About the V-10’s cylinder deactivation: We had thought that it operated by stopping fuel delivery and cutting spark to one full cylinder bank, leaving the engine to run as an inline-five. In reality, the five cylinders that fire are in constant flux to equalize engine wear. However, because valve operation is not suspended, the efficiency gain attributable to reduced pumping losses is lower than it could be.
Lamborghini is in the unique position of having the only naturally aspirated fleet of exotics, and it plans to keep its supercars that way for as long as it can. (The upcoming Urus SUV will be the first turbocharged Lambo, and it also will offer a hybrid powertrain.) Turbocharged engines are inherently more efficient, and Lambo knows that it eventually will have to adopt them to meet environmental regulations. In the meantime, the Huracán nods to efficiency by having only half of the V-10 active under light loads. Of course, this can only do so much, and a $1700 gas-guzzler tax is part of the Spyder’s $267,545 base sticker.
Miami roads aren’t exactly known for their fun factor.
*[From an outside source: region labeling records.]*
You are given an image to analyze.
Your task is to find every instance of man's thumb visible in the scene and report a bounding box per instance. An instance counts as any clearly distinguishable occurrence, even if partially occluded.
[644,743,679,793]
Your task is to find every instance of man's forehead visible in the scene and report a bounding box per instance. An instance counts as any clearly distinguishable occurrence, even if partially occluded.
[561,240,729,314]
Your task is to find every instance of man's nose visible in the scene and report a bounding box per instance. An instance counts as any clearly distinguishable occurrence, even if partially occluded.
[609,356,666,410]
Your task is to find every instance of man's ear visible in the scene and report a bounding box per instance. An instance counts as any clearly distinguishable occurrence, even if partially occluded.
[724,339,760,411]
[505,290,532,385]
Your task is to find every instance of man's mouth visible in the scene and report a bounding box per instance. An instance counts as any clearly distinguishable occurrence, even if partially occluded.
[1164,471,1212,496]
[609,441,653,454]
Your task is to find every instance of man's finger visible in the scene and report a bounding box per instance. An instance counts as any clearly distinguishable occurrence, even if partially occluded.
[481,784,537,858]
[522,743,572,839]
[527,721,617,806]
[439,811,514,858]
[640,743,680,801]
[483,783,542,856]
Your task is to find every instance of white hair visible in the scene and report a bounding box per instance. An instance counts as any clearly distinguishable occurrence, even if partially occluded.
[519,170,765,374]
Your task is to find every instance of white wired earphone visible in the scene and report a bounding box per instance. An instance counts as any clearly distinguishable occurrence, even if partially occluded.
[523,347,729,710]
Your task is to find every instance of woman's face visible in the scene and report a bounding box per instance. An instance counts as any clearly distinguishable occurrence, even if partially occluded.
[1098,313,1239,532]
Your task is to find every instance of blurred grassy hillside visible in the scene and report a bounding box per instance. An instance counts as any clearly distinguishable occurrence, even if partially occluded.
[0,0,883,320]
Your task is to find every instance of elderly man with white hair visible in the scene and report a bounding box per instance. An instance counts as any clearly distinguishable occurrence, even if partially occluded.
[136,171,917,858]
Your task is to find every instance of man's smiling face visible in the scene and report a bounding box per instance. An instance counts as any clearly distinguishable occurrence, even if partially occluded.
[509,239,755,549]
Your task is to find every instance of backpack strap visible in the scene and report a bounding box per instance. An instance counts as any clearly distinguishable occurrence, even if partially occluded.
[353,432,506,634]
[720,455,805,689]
The graph-paper grid of 90-degree corners didn’t allow us to detect exactly how the Spyder’s at-the-limit handling benefits from the optional $3400 magnetorheological dampers or the standard 20-inch Pirelli P Zero tires. The ride is as supple as any 200-mph supercar this side of the hydropneumatic suspension setup from McLaren, however. All indications are that this Spyder is just as capable as the sublime coupe.
Coming on the heels of the Huracán Spyder will be the Urus; it’s a profit-driven, Cayenne-like move from this corporate cousin to Porsche. While this seems to go against brand ethos, Stuttgart proved it a worthwhile business practice (and we likely needn’t remind you of the original Lamborghini SUV). Current Lambo boss—Il Presidente, according to company letterhead—and imminent chief of Audi Quattro Stephan Winkelmann has said the Urus might sell 3000 units a year, which would nearly double total Lamborghini sales. That might liven up Sant’Agata in a way the town has never known.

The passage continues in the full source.